Pesticide extraction from soil into runoff in North American and Australian croplands

D. Mark Silburn https://orcid.org/0000-0002-6119-6292 A B * and M. H. Crawford https://orcid.org/0000-0001-7661-8470 C D
+ Author Affiliations
- Author Affiliations

A Department of Environment, Science and Innovation, PO Box 318, Toowoomba, Qld 4350, Australia.

B Centre for Agricultural Engineering, University of Southern Queensland, Toowoomba, Qld, Australia.

C Formerly Department of Resources, PO Box 318, Toowoomba, Qld 4350, Australia.

D Landloch Pty Ltd, 19 Peace Street, Harlaxton, Qld 4350, Australia.
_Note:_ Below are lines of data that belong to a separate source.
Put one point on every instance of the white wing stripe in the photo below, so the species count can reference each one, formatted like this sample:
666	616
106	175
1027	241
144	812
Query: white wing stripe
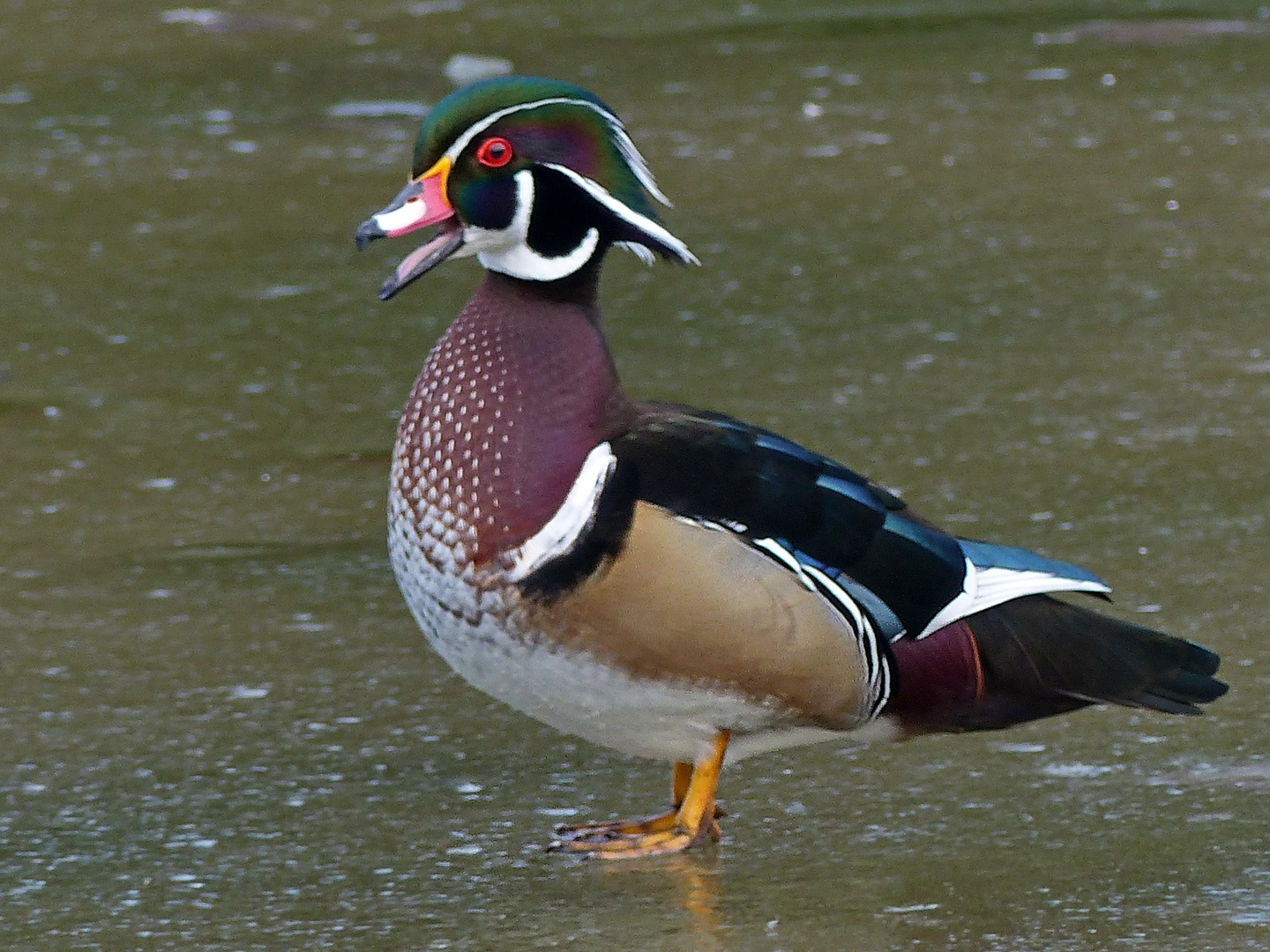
993	585
572	519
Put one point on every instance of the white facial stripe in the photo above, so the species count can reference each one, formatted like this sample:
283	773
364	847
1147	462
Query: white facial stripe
507	250
624	141
572	519
626	213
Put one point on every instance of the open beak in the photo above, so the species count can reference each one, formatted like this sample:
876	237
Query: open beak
421	204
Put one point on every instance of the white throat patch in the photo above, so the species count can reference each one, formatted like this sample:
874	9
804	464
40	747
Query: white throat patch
507	250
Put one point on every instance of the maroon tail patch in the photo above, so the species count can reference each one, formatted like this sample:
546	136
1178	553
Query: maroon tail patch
938	677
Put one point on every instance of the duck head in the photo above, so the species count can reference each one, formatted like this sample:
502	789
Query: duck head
534	176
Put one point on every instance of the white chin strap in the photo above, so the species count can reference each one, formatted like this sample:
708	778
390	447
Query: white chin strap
507	250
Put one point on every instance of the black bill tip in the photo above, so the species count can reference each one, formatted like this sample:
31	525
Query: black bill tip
366	233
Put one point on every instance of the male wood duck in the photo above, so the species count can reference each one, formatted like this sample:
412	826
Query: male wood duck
669	582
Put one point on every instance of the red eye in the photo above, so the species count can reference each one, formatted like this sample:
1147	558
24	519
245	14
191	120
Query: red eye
494	152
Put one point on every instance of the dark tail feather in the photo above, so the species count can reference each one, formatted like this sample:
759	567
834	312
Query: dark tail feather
1038	657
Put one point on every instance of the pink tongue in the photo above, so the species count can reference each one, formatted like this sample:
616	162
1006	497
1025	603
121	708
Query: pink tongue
419	258
447	240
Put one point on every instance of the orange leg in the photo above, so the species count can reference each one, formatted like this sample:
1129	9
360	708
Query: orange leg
686	825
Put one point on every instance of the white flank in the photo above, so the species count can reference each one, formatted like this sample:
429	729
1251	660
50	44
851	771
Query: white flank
626	213
572	519
624	141
984	588
507	250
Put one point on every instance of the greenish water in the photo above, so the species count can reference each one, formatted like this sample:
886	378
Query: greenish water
1025	283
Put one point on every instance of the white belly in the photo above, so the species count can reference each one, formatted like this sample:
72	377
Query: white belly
564	688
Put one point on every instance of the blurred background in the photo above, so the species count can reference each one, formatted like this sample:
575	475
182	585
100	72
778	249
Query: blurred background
1009	258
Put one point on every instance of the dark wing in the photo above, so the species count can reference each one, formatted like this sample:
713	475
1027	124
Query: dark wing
713	467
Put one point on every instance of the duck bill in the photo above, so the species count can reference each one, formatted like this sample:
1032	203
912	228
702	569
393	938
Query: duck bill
421	204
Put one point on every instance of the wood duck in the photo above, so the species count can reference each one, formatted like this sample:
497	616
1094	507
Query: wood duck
671	582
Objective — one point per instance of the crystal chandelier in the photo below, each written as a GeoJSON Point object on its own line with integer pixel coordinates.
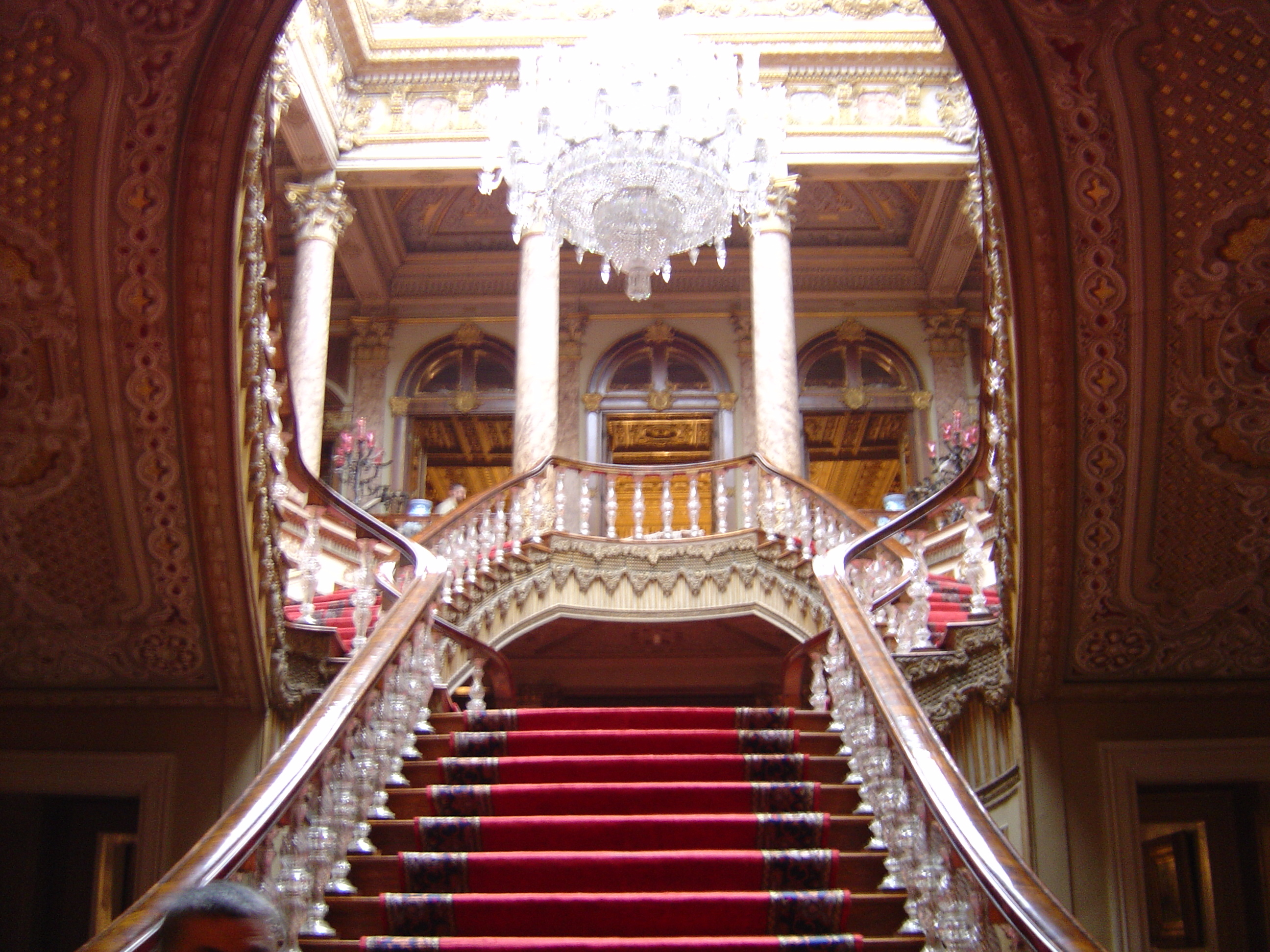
{"type": "Point", "coordinates": [635, 145]}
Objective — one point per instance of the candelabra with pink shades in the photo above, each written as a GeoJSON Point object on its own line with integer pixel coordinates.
{"type": "Point", "coordinates": [359, 464]}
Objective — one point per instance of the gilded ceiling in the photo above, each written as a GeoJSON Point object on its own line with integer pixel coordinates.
{"type": "Point", "coordinates": [1131, 143]}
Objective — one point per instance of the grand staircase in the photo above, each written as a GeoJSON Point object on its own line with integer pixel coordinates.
{"type": "Point", "coordinates": [623, 829]}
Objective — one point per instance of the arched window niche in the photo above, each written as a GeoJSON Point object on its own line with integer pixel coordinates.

* Correspondence to: mark.silburn@des.qld.gov.au

Handling Editor: Rai Kookana

Soil Research 62, SR23148 https://doi.org/10.1071/SR23148
Submitted: 20 July 2023  Accepted: 7 March 2024  Published: 4 April 2024

© 2024 The Author(s) (or their employer(s)). Published by CSIRO Publishing. This is an open access article distributed under the Creative Commons Attribution-NonCommercial-NoDerivatives 4.0 International License (CC BY-NC-ND)

Abstract

Context

Do some pesticides run off more than others? How does pesticide runoff vary with pesticide properties?

Aims

Improve understanding of pesticide runoff from croplands.

Methods

Concentrations in surface soil and in runoff from three Australian rainfall simulation studies and three rainfall simulation and five catchment studies in North American croplands were used. The ratio of event averaged runoff concentrations and the surface soil concentrations is the runoff extraction ratio.

Key results

Pesticide runoff concentrations were closely related to soil surface concentrations at the start of rainfall. Runoff extraction ratios were not significantly different for 13 pesticides with a wide range of properties, on gentle slopes (0–3%), but were significantly lower for three pesticides. On steeper slopes, runoff extraction was significantly greater for atrazine but lower for glyphosate and metolachlor. Low sloping, furrow irrigated fields had low sediment concentrations and low pesticide runoff concentrations for more tightly sorbed pesticides, but not for less sorbed pesticides. Runoff extraction was not significantly different for simulated and most catchment studies.

Conclusions

Similar runoff extraction ratios were due to similar hydrology and limited sediment concentrations. Different runoff extraction occurs on bare soil if (a) pesticides are leached from the runoff-mixing layer, requiring sorption coefficients less than two and significant infiltration, and no interflow, (b) sediment concentrations are either low (<2 g L−1) or high (>100 g L−1) and (c) pesticides have different concentration profiles in the runoff-mixing layer.

Implications

Conditions studied apply for croplands in the North American mid-west on silty soils and for Australian clay soils.

Keywords: croplands, herbicides, insecticides, partition coefficients, pesticide runoff, rainfall simulator, runoff risk, soil concentrations.